Lulu didn’t look at Nick, but she knew he’d be wearing a look of terrible patience. Nick’s theory was that all the nuances of mental health issues were ‘just a big con’ invented by the woke brigade, while anyone with actual, genuine problems was ‘a nutter’. It was one of the few subjects of contention between them, but she hadn’t pushed it because she knew what was at the root of it. She knew he had a real horror of mental illness because of what had happened to his family, and he felt safer pretending there was a simple dichotomy of nutter versus normal.

She hugged Paul back. Physical contact with clients was generally frowned upon, but sometimes they hugged her, and Lulu was fine with that. When emotions were running high, sometimes a bit of human contact was what you needed.

She patted his back and said a few reassuring words, and gently detached herself.

‘You’re doing really well. You should be very proud of yourself.’

Paul gave her a rueful smile and dabbed at his face with a tissue. Then he turned, unexpectedly, to Nick. ‘You should have seen me a month ago. My wife had just left me. I was a mess.’

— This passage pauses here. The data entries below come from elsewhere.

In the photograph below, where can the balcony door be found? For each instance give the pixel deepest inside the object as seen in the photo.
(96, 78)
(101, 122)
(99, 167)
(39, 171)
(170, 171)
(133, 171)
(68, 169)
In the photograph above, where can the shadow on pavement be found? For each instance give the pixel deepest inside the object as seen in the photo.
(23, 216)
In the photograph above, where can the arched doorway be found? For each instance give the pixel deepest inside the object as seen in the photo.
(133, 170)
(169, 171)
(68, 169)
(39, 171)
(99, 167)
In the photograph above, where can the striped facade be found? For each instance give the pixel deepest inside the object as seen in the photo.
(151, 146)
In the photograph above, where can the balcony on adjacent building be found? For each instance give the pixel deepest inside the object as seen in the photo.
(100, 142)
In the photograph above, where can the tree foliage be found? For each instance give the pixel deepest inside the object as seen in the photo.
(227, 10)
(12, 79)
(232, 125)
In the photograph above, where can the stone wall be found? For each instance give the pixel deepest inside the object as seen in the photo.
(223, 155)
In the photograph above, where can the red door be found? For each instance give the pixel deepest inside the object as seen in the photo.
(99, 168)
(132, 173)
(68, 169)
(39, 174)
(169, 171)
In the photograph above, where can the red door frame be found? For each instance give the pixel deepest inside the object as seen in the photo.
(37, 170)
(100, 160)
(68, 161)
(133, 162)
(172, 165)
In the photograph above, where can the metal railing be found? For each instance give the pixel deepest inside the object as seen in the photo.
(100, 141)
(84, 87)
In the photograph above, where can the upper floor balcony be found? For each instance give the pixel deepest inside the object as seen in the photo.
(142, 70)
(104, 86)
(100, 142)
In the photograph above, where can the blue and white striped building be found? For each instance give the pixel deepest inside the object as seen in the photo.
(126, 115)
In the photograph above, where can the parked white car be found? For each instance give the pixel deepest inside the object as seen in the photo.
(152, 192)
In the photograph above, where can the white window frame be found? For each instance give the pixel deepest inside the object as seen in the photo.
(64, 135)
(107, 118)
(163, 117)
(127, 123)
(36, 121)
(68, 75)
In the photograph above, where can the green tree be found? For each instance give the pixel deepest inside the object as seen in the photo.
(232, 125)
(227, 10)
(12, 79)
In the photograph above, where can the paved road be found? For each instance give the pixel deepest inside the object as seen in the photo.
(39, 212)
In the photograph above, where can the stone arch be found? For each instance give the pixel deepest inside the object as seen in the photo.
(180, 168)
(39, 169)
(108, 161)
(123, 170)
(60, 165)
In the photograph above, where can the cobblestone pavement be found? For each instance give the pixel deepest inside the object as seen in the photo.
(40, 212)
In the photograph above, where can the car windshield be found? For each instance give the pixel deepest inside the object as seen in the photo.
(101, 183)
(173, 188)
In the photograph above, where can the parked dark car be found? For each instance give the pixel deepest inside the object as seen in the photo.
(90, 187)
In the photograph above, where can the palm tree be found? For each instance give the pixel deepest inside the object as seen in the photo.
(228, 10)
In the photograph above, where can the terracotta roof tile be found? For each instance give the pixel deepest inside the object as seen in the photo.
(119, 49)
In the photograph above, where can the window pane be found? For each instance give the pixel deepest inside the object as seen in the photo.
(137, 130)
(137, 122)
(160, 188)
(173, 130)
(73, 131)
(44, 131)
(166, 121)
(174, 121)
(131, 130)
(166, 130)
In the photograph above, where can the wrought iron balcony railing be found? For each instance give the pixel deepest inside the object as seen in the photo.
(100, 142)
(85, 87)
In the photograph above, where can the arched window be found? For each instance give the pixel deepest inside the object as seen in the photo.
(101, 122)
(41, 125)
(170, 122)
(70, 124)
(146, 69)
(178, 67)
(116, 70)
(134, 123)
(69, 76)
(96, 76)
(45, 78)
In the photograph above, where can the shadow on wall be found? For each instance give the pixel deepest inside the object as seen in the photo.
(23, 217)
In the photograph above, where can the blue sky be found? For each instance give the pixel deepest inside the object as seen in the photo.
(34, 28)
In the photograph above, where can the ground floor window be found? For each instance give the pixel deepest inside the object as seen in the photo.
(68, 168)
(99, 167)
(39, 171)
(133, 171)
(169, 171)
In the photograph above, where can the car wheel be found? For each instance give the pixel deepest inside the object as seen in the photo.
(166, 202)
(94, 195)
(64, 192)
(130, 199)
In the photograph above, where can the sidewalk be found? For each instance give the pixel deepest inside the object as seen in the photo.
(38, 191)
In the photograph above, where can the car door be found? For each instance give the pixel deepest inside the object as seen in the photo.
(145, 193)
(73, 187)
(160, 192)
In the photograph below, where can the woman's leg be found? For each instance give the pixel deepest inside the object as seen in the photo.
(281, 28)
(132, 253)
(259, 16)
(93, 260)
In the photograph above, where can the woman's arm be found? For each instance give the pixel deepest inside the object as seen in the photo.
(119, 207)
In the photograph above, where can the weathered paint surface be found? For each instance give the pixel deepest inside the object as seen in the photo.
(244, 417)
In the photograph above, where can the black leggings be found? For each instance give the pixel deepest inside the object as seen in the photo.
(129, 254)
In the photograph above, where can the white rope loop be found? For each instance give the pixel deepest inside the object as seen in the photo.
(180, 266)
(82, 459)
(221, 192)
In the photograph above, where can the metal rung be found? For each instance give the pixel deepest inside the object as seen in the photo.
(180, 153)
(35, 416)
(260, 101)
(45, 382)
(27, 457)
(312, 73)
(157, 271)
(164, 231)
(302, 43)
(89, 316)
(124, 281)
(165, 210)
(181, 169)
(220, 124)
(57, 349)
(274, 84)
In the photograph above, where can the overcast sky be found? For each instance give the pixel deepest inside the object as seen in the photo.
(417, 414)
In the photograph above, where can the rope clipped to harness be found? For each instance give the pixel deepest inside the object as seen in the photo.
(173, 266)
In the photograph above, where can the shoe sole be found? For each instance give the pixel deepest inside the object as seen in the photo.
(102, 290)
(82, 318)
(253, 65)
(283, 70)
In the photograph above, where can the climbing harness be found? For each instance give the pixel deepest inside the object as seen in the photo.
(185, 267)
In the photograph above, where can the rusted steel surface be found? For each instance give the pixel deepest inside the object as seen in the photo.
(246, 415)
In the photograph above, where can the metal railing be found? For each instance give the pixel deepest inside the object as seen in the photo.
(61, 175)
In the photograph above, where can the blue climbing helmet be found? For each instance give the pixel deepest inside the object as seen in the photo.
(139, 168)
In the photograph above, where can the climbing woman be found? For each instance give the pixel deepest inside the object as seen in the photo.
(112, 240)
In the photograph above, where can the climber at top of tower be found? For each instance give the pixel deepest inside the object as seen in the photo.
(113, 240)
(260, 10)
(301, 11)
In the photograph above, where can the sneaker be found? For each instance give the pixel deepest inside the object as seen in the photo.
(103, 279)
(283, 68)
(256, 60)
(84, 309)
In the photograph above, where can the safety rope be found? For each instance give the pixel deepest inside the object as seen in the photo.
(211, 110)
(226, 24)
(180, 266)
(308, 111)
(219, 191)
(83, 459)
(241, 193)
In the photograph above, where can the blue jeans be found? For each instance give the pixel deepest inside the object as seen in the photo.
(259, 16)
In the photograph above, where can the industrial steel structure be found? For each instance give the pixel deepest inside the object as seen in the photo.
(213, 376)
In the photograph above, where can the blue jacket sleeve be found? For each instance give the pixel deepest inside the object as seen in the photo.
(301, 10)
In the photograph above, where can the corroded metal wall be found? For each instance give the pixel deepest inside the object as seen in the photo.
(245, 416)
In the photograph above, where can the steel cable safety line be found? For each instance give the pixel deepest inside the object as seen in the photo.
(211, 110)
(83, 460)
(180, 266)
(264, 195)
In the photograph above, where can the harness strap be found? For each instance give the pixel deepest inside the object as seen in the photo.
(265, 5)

You are a mess, said Nick’s raised eyebrows. But he just murmured, ‘Sorry to hear that.’

‘I put my wife through hell – I don’t blame her, she was better off out of it. She’d been trying to persuade me to get help with my anger for years, but it took her leaving me before I actually got up off my arse and did something about it. The day I came to Lulu was the best day of my life.’ He looked at Lulu, his eyes moist with tears. ‘I can’t thank you enough, for what you’ve done for me.’ He turned back to Nick. ‘You’re a lucky man. A lucky, lucky man.’